Amazônia: terra de ninguém

O desenvolvimento da Amazônia dentro de parâmetros de sustentabilidade é um desafio urgente e que precisa ser encarado de forma de maneira inovadora por empresas, sociedade e governos. A economia baseada no desmatamento não garante nenhum tipo de progresso social para as comunidades que lideram o mapa de retirada da cobertura florestal. Pelo contrário, são as cidades que mais desmatam que também lideram em indicadores de violência, trabalho escravo e baixo IDH. No entanto, governos e entidades de madeireiros costumam descrever esta realidade de forma diferente, mais favorável ao desmatamento, uma vez que nos primeiros anos de extração da floresta realmente ocorre um boom de crescimento econômico. Mas, efêmero, esse desenvolvimento acaba junto com as árvores, e a atividade que vem depois é a criação de gado, que ocupa muito menos gente do que a indústria madeireira. O alerta foi feito por Adalberto Veríssimo, pesquisador do Imazon – Instituto do Homem e Meio Ambiente da Amazônia, que tem sede em Belém e é uma das organizações fundadoras do Fórum Amazônia Sustentável, do qual o Instituto Ethos também faz parte.

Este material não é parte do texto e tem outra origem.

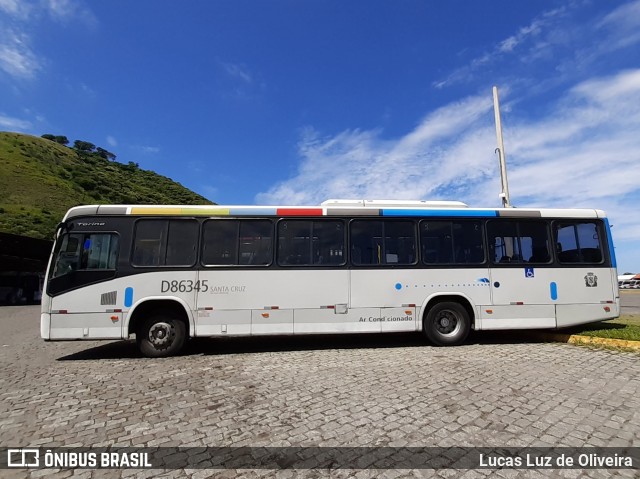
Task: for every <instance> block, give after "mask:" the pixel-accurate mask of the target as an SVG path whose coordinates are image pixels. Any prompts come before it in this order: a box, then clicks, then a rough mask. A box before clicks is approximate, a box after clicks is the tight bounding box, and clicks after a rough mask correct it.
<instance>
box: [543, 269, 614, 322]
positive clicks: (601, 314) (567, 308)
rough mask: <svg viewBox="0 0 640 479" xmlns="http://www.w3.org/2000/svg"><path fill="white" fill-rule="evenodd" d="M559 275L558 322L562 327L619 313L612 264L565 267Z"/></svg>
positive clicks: (606, 317)
mask: <svg viewBox="0 0 640 479" xmlns="http://www.w3.org/2000/svg"><path fill="white" fill-rule="evenodd" d="M553 271H554V272H555V273H556V275H557V279H556V284H557V286H556V288H557V299H556V301H555V303H556V326H557V327H558V328H563V327H567V326H572V325H576V324H585V323H591V322H595V321H601V320H604V319H612V318H616V317H618V316H619V315H620V305H619V300H618V298H616V297H615V293H614V291H615V289H616V288H615V285H614V284H613V283H614V281H615V280H613V279H612V275H611V269H610V268H593V267H588V266H587V267H580V268H563V269H555V270H553Z"/></svg>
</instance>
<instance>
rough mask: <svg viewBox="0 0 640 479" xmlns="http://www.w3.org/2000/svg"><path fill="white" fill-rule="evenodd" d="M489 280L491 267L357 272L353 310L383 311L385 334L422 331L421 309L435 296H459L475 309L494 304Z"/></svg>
mask: <svg viewBox="0 0 640 479" xmlns="http://www.w3.org/2000/svg"><path fill="white" fill-rule="evenodd" d="M488 278H489V272H488V269H487V268H473V269H470V268H450V269H414V268H412V269H384V270H381V269H378V270H365V269H358V270H353V271H352V274H351V303H350V307H351V308H352V309H353V311H357V310H358V309H359V308H364V307H367V306H376V307H379V308H381V314H380V322H381V330H382V331H419V330H421V329H422V315H421V314H418V313H419V312H420V308H419V307H420V306H422V305H423V304H425V302H426V300H427V298H429V297H431V296H432V295H434V294H435V295H441V296H449V295H451V296H459V297H461V299H460V300H461V301H462V297H463V296H464V297H467V298H469V299H470V301H471V305H472V306H475V305H488V304H490V300H491V293H490V288H489V279H488ZM407 311H409V312H407ZM473 319H474V318H472V320H473ZM475 326H476V327H478V326H479V322H478V321H476V322H475Z"/></svg>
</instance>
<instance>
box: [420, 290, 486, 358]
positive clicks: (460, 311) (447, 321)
mask: <svg viewBox="0 0 640 479" xmlns="http://www.w3.org/2000/svg"><path fill="white" fill-rule="evenodd" d="M423 311H424V313H423V316H422V332H423V334H424V335H425V336H426V337H427V339H428V340H429V341H430V342H432V343H433V344H436V345H438V346H457V345H460V344H462V343H464V341H465V340H466V339H467V336H468V335H469V332H470V331H471V329H472V328H473V323H474V320H475V315H474V313H473V306H472V305H471V303H470V302H469V300H468V299H467V298H465V297H463V296H458V295H441V296H436V297H433V298H431V299H430V300H429V301H428V302H427V304H426V305H425V307H424V309H423Z"/></svg>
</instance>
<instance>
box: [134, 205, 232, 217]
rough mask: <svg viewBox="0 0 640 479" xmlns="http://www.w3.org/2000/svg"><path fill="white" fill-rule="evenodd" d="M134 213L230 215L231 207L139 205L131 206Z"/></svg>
mask: <svg viewBox="0 0 640 479" xmlns="http://www.w3.org/2000/svg"><path fill="white" fill-rule="evenodd" d="M130 214H132V215H168V216H186V215H190V216H203V215H204V216H228V215H229V208H158V207H154V206H149V207H146V206H138V207H135V208H131V213H130Z"/></svg>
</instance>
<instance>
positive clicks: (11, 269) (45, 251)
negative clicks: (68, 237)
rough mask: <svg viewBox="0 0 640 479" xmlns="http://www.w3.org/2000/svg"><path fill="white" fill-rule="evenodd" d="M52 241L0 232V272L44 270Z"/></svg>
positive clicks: (40, 270)
mask: <svg viewBox="0 0 640 479" xmlns="http://www.w3.org/2000/svg"><path fill="white" fill-rule="evenodd" d="M52 247H53V241H47V240H41V239H36V238H30V237H28V236H20V235H14V234H11V233H1V232H0V272H2V271H16V272H33V273H36V272H38V273H40V272H44V271H45V269H46V268H47V261H48V259H49V255H50V254H51V248H52Z"/></svg>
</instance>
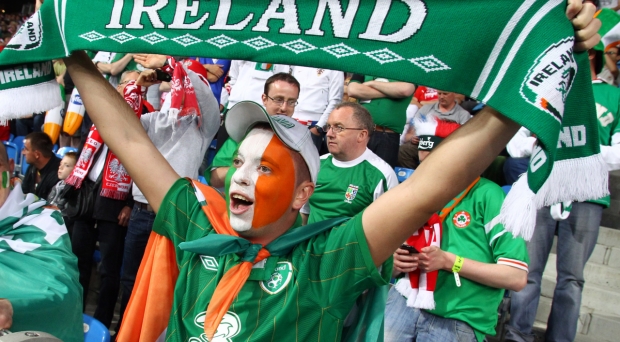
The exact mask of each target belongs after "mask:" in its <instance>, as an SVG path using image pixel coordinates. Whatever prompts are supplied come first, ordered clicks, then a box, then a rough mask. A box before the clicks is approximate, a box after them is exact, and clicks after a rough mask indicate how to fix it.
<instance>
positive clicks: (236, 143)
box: [204, 72, 301, 188]
mask: <svg viewBox="0 0 620 342" xmlns="http://www.w3.org/2000/svg"><path fill="white" fill-rule="evenodd" d="M300 88H301V87H300V85H299V82H298V81H297V79H295V77H293V76H291V75H290V74H287V73H283V72H281V73H277V74H275V75H273V76H271V77H269V78H268V79H267V81H266V82H265V87H264V92H263V95H262V102H263V106H264V107H265V111H266V112H267V114H269V115H286V116H289V117H291V116H293V112H294V111H295V106H297V100H298V98H299V89H300ZM237 147H239V145H238V144H237V143H236V142H235V141H234V140H232V139H230V138H228V139H227V140H226V142H224V144H223V145H222V147H221V148H220V150H219V151H218V152H217V154H216V155H215V158H214V159H213V162H212V163H211V166H210V167H209V169H207V170H206V171H205V174H204V176H205V178H206V179H207V181H208V182H209V185H211V186H213V187H215V188H222V187H224V180H225V179H226V173H227V172H228V169H230V167H231V166H232V161H233V157H234V154H235V152H236V151H237Z"/></svg>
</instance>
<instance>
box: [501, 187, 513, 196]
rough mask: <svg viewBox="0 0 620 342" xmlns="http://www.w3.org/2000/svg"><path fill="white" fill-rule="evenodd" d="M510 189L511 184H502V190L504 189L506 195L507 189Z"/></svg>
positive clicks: (506, 192) (511, 187)
mask: <svg viewBox="0 0 620 342" xmlns="http://www.w3.org/2000/svg"><path fill="white" fill-rule="evenodd" d="M510 189H512V185H504V186H502V190H504V193H505V194H506V195H508V191H510Z"/></svg>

Beto Veríssimo, como é mais conhecido por seus parceiros que estudam e trabalham na e pela Amazônia, é reconhecido como um dos mais importantes especialistas na dinâmica econômica e social da região, além de ser autor de estudos relevantes usados como base para políticas públicas no Pará e em toda a Amazônia. Em entrevista ao jornalista Dal Marcondes durante a Conferência Internacional do Instituto Ethos 2008, em São Paulo, Beto alertou sobre a necessidade de inovar na busca de soluções para a região e destacou a questão fundiária como uma das mais urgentes.

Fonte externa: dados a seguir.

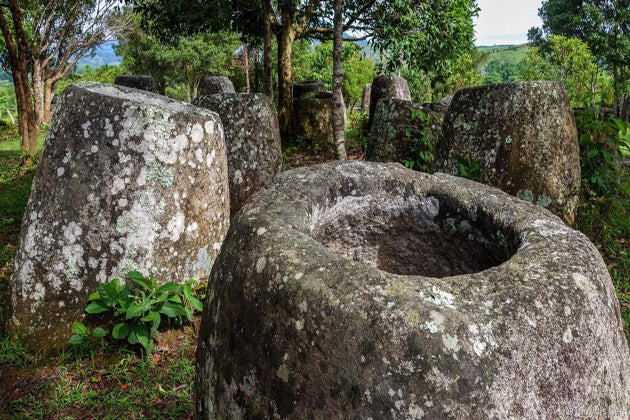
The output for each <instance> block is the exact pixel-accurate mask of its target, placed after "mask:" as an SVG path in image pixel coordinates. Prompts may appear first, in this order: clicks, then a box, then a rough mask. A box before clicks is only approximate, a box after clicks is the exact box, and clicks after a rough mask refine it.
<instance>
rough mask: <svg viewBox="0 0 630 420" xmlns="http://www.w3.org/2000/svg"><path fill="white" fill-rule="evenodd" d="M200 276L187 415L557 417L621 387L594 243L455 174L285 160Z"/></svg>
mask: <svg viewBox="0 0 630 420" xmlns="http://www.w3.org/2000/svg"><path fill="white" fill-rule="evenodd" d="M209 284H210V287H209V290H208V295H207V299H206V302H205V308H204V316H203V319H202V324H201V329H200V336H199V344H198V350H197V357H196V363H197V378H196V382H195V395H196V408H197V414H198V416H200V418H227V417H230V418H242V417H246V418H252V417H261V418H262V417H266V416H268V417H273V416H280V417H281V418H285V417H288V418H307V417H308V415H313V416H314V418H324V417H325V416H331V417H336V418H367V417H372V418H405V419H408V418H409V419H411V418H446V417H449V418H451V417H452V418H509V417H521V418H522V417H530V418H542V417H560V418H563V417H566V416H567V415H568V414H567V413H576V412H580V411H579V410H582V409H583V408H584V407H588V409H589V410H595V411H593V412H594V413H604V414H602V415H605V414H606V413H612V412H621V410H626V409H627V407H628V406H629V403H630V396H629V386H628V378H630V368H629V366H630V363H629V362H630V357H629V354H628V345H627V342H626V340H625V338H624V335H623V331H622V321H621V318H620V315H619V304H618V301H617V298H616V296H615V291H614V288H613V286H612V283H611V280H610V277H609V275H608V273H607V270H606V266H605V265H604V263H603V261H602V258H601V256H600V255H599V254H598V252H597V250H596V249H595V247H594V246H593V245H592V244H591V243H590V242H589V240H588V239H587V238H586V237H585V236H584V235H582V234H581V233H579V232H577V231H575V230H572V229H571V228H569V227H567V226H566V225H565V224H563V223H562V222H561V221H560V219H559V218H557V217H556V216H554V215H552V214H551V213H549V212H548V211H547V210H544V209H541V208H540V207H537V206H535V205H533V204H531V203H526V202H524V201H521V200H518V199H516V198H515V197H512V196H509V195H507V194H505V193H503V192H501V191H500V190H498V189H495V188H491V187H487V186H483V185H481V184H478V183H475V182H472V181H469V180H466V179H463V178H457V177H454V176H450V175H445V174H435V175H428V174H424V173H419V172H414V171H411V170H407V169H405V168H403V167H402V166H401V165H399V164H379V163H361V162H344V163H339V162H334V163H328V164H322V165H316V166H312V167H308V168H301V169H297V170H292V171H288V172H284V173H282V174H281V175H279V176H278V177H277V178H276V181H275V184H274V185H273V186H272V187H270V188H268V189H266V190H263V191H261V192H259V193H257V194H256V195H254V196H253V197H252V198H251V199H250V201H248V203H247V204H246V205H245V206H244V207H243V208H242V209H241V211H240V212H239V213H238V214H237V215H236V217H235V219H234V220H233V223H232V224H231V226H230V230H229V232H228V235H227V238H226V240H225V242H224V245H223V249H222V252H221V254H220V256H219V257H218V259H217V261H216V263H215V265H214V267H213V271H212V275H211V281H210V282H209ZM615 410H617V411H615ZM596 416H597V415H596Z"/></svg>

Instituto Ethos: Por que a regularização da posse da terra é importante para a Amazônia?

Adalberto Veríssimo: Mais de 70% da região não tem titulação e isso torna muito difícil responsabilizar autores de crimes ambientais. O modelo cartorial existente hoje no Brasil não vai conseguir resolver este desafio, porque as escalas na Amazônia são imensas. Se utilizarmos as novas tecnologias de internet e de localização por satélite, podemos ter um avanço rápido na identificação de posse e de uso da terra. Para o governo, boa parte da Amazônia é terra de ninguém.

IE: E como isso pode ser feito?

AV: Em um primeiro momento, precisamos fazer uma regularização ambiental e, em seguida, de titulação. Para trabalhar a parte ambiental, os ocupantes de glebas de terras se autodeclaram como detentores da posse. Com isso, passamos a ter pessoas ou empresas que podem ser responsabilizadas pelas ocorrências em suas terras. Depois, é preciso fazer um mutirão para a regularização documental. Aí sim os proprietários têm de entrar em acordos sobre divisas e respeitar regulamentações de posse e de uso da terra na região. Esta questão é fundamental para o desenvolvimento, os Estados Unidos fizeram isso em 1870.

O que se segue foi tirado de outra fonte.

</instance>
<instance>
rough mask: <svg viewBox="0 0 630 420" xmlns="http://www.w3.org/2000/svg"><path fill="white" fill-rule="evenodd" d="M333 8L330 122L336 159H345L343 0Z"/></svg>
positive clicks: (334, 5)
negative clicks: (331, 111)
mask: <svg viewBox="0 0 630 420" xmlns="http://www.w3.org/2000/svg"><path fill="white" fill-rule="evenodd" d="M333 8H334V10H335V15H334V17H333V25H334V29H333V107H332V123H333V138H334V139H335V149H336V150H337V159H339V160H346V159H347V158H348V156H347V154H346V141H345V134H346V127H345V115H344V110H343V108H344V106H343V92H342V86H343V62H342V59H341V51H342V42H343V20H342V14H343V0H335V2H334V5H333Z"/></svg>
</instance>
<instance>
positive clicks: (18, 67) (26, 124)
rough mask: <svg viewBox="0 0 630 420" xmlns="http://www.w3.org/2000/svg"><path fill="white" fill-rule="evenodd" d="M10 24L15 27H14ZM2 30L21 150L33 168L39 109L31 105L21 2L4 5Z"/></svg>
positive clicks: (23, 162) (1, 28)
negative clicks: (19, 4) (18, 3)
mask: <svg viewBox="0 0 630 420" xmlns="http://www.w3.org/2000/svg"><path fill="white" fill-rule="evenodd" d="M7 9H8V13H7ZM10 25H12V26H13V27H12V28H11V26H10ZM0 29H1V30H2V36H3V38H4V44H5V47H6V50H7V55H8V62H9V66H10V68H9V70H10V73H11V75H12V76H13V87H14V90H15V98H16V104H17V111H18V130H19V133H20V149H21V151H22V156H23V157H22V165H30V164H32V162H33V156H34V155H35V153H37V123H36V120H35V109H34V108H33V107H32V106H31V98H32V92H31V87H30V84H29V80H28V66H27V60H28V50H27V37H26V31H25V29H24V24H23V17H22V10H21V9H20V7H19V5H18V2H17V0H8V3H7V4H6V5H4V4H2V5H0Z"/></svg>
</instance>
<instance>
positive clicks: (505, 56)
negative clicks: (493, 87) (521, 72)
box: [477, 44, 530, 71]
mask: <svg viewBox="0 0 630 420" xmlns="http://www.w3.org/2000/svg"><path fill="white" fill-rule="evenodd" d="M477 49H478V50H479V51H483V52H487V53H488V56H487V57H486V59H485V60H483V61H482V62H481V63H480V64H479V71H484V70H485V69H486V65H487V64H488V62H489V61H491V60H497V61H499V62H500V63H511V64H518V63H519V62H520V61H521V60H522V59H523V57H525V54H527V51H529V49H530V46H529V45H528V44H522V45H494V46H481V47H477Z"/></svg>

IE: Este é um desafio de tamanho chinês?


AV: Sim, e é preciso que a Amazônia esteja presente no núcleo duro do governo, como prioridade, para que os órgãos públicos se articulem para realizar esta empreitada. A falta de regularização fundiária é a origem de muitos conflitos na região. Esta regularização é condição para que o desenvolvimento local seja minimamente sustentável. Hoje a área regularizada na Amazônia é do tamanho do Estado de São Paulo, e precisa ser multiplicada por quatro.

IE: O novo ministro do Meio Ambiente, Carlos Minc, tem a visão desta urgência?

AV: Acredito que não. No entanto, a Marina deixou o governo em posição delicada. Ficou claro que o governo precisa da Amazônia sob o ponto de vista energético e de recursos naturais, mas não tem caixa nem vontade política para cuidar da Amazônia. O ministro Minc vai ter de colocar a região na pauta econômica e social. Nos próximos anos o desmatamento vai crescer, por pressão econômica, dos preços das comoditties, e o governo tem de ter um plano para enfrentar isto. E não adianta querer fazer na marra, tem de ser um plano que envolva os atores econômicos. Não existe uma solução mágica, a Amazônia não é um cenário de soluções únicas. Enquanto for mais barato desmatar do que usar áreas degradadas, a floresta vai ser arrasada.